Il caso libico ne è un esempio lampante: malgrado le migliaia di azioni aeree e le migliaia di bombe sganciate su quel Paese (con relative migliaia di morti civili) nessun aereo della NATO è stato abbattuto, e si è evitato qualsiasi contraccolpo sulle opinioni pubbliche occidentali dovuto allo stillicidio di perdite che invece avveniva in Iraq e continua ad avvenire in Afghanistan. Intervento militare sì quindi, ma senza truppe d'invasione: basta l'arma aerea per ridurre all'età della pietra un Paese arretrato militarmente, senza praticamente correre rischi.

Gli USA però, per poter esercitare l'opzione militare, hanno bisogno di un'approvazione del Consiglio di Sicurezza, una sorta di "bollino blu" che consenta loro di scatenare tutta la loro potenza tecnologica.

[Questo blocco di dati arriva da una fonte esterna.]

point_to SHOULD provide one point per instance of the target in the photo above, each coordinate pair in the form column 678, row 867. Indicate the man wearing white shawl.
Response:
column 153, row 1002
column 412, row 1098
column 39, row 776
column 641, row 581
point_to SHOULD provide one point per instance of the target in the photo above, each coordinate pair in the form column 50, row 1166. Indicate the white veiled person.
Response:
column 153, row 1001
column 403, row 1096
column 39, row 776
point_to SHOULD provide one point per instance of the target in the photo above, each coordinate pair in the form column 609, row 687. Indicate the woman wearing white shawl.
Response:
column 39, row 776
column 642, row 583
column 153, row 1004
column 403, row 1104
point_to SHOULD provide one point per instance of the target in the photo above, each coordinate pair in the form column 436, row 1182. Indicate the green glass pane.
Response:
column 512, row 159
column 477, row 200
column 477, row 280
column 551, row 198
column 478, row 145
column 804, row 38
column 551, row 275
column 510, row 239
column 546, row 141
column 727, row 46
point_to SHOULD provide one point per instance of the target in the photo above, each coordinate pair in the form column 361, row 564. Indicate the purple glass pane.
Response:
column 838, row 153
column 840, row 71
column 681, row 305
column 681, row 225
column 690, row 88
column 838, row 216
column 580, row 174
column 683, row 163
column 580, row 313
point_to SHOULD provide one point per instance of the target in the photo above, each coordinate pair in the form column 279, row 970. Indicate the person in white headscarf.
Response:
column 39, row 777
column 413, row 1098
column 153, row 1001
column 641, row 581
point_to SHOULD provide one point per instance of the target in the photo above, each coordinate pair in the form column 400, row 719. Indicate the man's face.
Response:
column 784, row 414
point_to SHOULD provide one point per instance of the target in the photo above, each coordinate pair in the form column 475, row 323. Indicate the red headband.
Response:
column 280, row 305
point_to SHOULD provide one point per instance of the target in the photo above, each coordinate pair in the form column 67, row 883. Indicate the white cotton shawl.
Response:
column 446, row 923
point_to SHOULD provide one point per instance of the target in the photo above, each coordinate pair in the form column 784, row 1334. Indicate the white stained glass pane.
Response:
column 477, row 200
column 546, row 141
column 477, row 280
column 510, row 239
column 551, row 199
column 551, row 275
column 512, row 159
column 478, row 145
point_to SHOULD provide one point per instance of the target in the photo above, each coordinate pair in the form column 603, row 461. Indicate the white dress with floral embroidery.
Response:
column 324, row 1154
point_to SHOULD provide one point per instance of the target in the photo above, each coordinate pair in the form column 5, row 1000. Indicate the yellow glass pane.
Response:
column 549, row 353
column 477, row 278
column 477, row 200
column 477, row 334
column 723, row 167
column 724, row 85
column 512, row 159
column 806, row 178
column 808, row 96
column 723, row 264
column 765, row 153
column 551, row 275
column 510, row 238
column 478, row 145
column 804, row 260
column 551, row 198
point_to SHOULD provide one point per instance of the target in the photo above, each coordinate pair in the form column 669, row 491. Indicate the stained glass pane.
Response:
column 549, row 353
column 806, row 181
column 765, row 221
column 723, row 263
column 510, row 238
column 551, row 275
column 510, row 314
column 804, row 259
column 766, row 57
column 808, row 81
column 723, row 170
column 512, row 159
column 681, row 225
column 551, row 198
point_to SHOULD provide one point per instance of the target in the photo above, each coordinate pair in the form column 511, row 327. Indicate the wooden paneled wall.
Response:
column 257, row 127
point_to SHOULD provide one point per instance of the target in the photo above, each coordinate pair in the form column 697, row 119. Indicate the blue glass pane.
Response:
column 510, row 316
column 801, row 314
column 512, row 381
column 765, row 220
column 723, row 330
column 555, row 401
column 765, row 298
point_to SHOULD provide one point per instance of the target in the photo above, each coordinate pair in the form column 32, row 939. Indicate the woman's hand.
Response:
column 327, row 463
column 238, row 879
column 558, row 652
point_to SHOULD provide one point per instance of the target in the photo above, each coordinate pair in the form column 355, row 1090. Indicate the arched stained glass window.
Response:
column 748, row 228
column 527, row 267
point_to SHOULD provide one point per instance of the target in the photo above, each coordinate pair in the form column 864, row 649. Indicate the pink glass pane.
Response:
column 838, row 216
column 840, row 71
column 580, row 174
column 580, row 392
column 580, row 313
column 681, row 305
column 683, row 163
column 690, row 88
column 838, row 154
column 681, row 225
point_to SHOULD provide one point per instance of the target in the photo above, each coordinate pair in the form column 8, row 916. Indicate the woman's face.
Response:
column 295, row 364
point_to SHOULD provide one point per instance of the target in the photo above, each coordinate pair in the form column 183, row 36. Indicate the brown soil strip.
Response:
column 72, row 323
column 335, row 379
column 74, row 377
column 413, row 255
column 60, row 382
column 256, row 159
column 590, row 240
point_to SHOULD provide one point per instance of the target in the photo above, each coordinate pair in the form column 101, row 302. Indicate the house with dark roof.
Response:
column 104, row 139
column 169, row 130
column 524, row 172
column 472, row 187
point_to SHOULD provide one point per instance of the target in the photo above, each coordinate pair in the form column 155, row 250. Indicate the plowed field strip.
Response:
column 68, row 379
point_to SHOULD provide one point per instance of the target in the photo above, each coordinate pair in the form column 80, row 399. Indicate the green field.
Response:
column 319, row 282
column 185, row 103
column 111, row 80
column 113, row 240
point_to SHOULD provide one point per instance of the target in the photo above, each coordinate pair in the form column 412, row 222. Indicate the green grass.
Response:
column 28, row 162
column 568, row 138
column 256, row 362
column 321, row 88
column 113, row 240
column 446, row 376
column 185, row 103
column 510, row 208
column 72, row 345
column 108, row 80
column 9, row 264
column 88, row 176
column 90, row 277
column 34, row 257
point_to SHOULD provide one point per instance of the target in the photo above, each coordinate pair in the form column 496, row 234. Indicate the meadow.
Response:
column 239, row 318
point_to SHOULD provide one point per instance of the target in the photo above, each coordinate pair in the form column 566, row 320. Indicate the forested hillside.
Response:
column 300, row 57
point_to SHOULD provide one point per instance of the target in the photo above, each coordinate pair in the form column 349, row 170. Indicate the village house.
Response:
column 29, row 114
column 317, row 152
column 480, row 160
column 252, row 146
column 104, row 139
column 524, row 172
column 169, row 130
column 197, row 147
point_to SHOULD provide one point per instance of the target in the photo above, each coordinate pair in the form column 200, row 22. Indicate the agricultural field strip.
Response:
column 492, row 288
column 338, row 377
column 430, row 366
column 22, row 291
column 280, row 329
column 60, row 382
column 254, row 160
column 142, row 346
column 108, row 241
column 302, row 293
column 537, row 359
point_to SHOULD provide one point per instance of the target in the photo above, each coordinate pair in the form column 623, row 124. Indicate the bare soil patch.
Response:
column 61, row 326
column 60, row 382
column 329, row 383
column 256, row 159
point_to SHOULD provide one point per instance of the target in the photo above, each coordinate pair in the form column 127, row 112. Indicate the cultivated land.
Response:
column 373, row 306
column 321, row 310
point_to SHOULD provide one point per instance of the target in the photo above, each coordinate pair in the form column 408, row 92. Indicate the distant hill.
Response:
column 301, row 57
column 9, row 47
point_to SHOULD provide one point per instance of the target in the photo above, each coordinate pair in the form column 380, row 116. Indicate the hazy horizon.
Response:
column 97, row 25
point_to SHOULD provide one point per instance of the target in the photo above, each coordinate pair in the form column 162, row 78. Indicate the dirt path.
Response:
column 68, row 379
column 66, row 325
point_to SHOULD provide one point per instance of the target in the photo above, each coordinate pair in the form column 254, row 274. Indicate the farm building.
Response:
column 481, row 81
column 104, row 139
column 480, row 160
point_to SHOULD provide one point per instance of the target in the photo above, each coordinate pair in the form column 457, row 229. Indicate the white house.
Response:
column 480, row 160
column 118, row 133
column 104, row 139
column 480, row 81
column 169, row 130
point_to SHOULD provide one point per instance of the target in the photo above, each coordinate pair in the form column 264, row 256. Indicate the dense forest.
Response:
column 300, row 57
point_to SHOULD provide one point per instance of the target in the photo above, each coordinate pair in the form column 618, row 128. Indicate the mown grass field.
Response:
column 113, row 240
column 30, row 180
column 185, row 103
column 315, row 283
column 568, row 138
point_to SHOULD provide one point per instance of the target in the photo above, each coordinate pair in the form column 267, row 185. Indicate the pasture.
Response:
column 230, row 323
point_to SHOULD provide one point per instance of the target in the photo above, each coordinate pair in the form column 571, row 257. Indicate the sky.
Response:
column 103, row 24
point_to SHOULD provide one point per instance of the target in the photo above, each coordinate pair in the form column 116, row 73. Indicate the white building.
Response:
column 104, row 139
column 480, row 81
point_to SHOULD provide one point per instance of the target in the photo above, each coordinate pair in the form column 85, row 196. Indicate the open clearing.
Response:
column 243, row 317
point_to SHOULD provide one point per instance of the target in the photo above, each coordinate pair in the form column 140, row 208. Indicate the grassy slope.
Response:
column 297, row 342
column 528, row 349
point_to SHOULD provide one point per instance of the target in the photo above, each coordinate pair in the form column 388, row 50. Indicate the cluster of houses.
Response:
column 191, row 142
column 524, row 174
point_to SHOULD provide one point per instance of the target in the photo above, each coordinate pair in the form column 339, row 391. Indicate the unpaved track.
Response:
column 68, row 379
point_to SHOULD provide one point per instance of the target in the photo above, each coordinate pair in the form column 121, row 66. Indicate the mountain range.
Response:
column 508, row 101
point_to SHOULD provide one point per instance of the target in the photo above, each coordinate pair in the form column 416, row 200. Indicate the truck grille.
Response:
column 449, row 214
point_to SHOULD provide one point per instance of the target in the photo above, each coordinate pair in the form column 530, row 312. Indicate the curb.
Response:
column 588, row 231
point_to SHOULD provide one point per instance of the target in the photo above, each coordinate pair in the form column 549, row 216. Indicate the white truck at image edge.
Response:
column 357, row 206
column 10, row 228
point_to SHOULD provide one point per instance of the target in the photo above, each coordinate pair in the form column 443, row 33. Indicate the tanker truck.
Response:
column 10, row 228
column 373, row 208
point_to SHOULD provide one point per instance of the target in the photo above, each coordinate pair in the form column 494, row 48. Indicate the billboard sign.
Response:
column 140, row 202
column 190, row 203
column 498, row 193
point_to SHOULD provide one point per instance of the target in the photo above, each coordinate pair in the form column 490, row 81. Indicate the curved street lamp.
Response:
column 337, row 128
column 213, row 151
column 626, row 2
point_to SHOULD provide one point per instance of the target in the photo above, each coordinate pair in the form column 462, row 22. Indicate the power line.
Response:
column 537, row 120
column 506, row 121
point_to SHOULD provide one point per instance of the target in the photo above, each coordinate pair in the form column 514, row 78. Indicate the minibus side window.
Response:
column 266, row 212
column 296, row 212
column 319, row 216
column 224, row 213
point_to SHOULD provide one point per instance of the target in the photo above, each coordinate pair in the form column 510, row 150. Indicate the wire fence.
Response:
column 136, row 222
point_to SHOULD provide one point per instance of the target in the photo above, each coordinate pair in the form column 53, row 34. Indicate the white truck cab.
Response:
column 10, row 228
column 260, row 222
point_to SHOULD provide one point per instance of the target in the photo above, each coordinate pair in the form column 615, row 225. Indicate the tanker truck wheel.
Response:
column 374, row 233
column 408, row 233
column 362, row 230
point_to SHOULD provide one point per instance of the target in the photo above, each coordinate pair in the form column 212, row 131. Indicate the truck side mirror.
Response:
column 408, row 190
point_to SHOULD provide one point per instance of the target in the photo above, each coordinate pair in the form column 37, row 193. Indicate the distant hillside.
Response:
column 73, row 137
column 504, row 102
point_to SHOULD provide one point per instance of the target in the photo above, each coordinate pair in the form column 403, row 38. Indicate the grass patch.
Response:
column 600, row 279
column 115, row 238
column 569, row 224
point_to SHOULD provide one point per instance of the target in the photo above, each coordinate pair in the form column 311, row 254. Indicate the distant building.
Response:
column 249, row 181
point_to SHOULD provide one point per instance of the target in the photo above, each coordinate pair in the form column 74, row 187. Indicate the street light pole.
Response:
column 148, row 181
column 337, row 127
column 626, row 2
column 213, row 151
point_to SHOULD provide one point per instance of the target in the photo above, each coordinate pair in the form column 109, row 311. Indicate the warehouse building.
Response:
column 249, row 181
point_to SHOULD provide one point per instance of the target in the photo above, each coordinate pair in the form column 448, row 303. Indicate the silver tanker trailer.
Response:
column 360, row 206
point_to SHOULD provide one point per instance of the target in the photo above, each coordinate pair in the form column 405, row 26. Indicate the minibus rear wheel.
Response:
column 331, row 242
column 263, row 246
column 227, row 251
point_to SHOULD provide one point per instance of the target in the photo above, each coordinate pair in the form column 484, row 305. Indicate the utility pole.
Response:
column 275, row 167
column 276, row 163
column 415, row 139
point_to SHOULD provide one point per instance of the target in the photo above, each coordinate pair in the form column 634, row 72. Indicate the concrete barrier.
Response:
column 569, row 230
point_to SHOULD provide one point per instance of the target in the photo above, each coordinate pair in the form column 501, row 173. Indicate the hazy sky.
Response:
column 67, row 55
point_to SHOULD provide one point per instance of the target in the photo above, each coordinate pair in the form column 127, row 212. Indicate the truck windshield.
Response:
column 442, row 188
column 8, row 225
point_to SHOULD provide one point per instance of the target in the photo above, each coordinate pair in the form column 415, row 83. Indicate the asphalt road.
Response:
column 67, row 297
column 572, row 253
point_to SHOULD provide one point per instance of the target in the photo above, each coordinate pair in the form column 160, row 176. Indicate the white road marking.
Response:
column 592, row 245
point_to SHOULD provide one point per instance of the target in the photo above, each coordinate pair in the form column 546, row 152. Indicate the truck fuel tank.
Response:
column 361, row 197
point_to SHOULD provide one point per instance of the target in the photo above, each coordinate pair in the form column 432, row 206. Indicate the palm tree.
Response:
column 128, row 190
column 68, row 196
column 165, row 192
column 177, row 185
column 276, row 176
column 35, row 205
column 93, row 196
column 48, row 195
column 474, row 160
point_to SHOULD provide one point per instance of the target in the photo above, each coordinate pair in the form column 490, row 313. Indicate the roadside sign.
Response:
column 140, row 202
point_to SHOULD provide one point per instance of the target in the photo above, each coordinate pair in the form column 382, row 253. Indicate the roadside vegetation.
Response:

Ma questa volta, dopo essersi fatte gabbare con i "corridoi umanitari" in Libia (di fatto la distruzione del Paese ed il suo ingresso nel novero degli Stati falliti) Russia e Cina si sono messe di traverso sia per la questione siriana che per quella iraniana (stop ad ogni ulteriore embargo), facendo chiaramente capire agli americani che le loro strategie distruttive non verranno più supinamente accettate e che non si accontenteranno più di gestire piccole quote di minoranza che gli USA si degnino di elargire loro nella risoluzione delle crisi mondiali.
Ecco perché gli americani non potranno (forse) più gestire in solitario il club delle superpotenze globali.